Son septième roman, L'Ami (The Friend), qui évoque le deuil, l'amitié, la littérature et l'amour des chiens, obtient le National Book Award 2018[11],[12]. Il est considéré comme « un chef-d’œuvre subtil et sans prétention » par TheNew York Times[4]. « Une merveilleuse démonstration d’intelligence, d’humour, de profondeur et de sensibilité autour d’un deuil symbolisé par un chien encombrant » écrit Raphaëlle Leyris, journaliste au journal Le Monde[1]. En France, le livre est finaliste du prix Femina 2019 et du Prix du Meilleure Livre Étranger 2019[13],[14].
L'Ami devient un best-seller international, traduit dans plus de trente langues, et permet à Sigrid Nunez de vivre enfin de son écriture[3]. Elle est également largement médiatisée à partir de cette période[4].

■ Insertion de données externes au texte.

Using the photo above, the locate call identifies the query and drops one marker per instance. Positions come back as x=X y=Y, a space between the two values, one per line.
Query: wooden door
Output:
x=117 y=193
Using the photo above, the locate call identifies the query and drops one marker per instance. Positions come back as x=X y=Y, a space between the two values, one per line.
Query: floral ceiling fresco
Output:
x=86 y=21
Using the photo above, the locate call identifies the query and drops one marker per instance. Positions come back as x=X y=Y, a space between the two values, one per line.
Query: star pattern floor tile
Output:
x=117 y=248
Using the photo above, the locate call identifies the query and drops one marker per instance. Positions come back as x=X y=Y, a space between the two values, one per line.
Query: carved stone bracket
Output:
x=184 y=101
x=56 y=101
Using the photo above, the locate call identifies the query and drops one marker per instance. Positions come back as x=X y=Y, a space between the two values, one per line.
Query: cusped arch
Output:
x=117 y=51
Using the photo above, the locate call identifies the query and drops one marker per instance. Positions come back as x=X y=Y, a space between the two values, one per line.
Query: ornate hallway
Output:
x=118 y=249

Dans Quel est donc ton tourment ? (What Are You Going Through), sorti en France en 2023, la narratrice accompagne une amie en phase terminale d'un cancer, puis d'autres personnes (une logeuse, un ancien amant, le fils d’une voisine, etc.), évaluant de fait sa capacité à être empathique[1],[12]. Le titre est tiré d’une phrase de Simone Weil[12]. Le livre est la suite officieuse de L’Ami, mêlant politique, écologie et fin de vie[15],[16].

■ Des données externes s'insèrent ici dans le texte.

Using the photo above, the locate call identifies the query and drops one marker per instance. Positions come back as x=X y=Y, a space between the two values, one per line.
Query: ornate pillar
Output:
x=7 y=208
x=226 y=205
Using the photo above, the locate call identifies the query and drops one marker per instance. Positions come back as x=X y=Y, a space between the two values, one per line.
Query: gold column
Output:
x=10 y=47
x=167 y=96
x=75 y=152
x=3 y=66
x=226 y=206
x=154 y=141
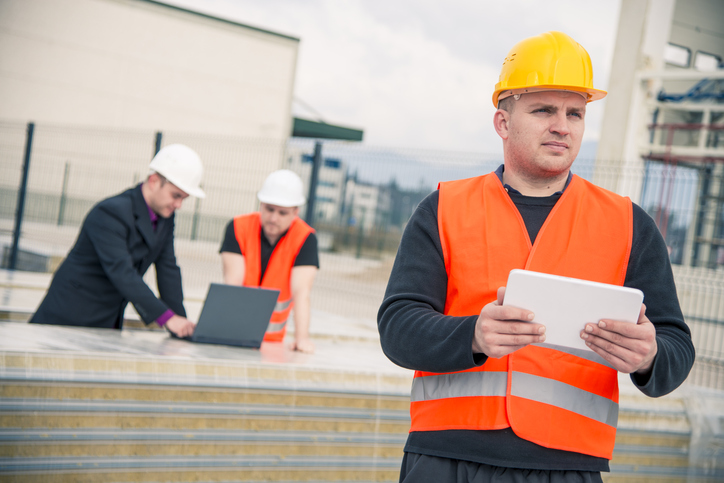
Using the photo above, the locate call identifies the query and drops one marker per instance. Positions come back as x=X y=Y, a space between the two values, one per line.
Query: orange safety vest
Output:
x=278 y=274
x=554 y=396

En octobre 2023 sort son neuvième roman, The vulnerables, qui forme, via une narration similaire et des thèmes récurrents, une trilogie avec ses deux précédents ouvrages. Ce roman se déroule pendant le confinement. Le personnage principal doit s'occuper d'un ara abandonné en s'installant dans l'appartement de ses anciens propriétaires alors qu'un jeune homme en difficulté y a également emménagé, engendrant des complications[3]. Le livre aborde les thèmes du vieillissement, de la précarité littéraire et du fossé entre les générations. L'humour est également une constante de cette trilogie et plus généralement de l'ensemble de son œuvre[2].
Journalisme et enseignement
Sigrid Nunez est parallèlement journaliste et professeure[17].

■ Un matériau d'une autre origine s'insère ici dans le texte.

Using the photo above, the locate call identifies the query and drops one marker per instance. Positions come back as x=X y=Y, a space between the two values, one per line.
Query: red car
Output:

« Ils ressemblent à des romans policiers. Une fois que vous y entrez, vous n'en sortez pas avant d'avoir atteint la fin. » déclare l'écrivaine Lucy Sante à propos des romans de Sigrid Nunez[3]. « Dans sa fiction, Nunez a expérimenté une vaste gamme de genres et de thèmes, marqués par un ton sobre, intime et confessionnel » peut-on lire dans un article du Bard College[4]. A propos de L'Ami,The New York Review of Books écrit que « le sens aigu de l'observation de Nunez en fait une chroniqueuse naturelle » et, selon TheNew Yorker, « Nunez s'est révélée être une experte en acuité psychologique »[4].
Sigrid Nunez obtient le National Book Award 2018 pour son septième roman, L'Ami[2]. Son travail apparaît dans des anthologies, dont quatre volumes du prix Pushcart, quatre anthologies de littérature asiatique-américaine et The Best American Short Stories 2019. Elle est récipiendaire du Whiting Writer's Award, du Berlin Prize Fellowship et de deux prix de l'Académie américaine des arts et des lettres : le Rosenthal Foundation Award et le Rome Prize in Literature[4].
Son travail est traduit dans plus de trente langues[3].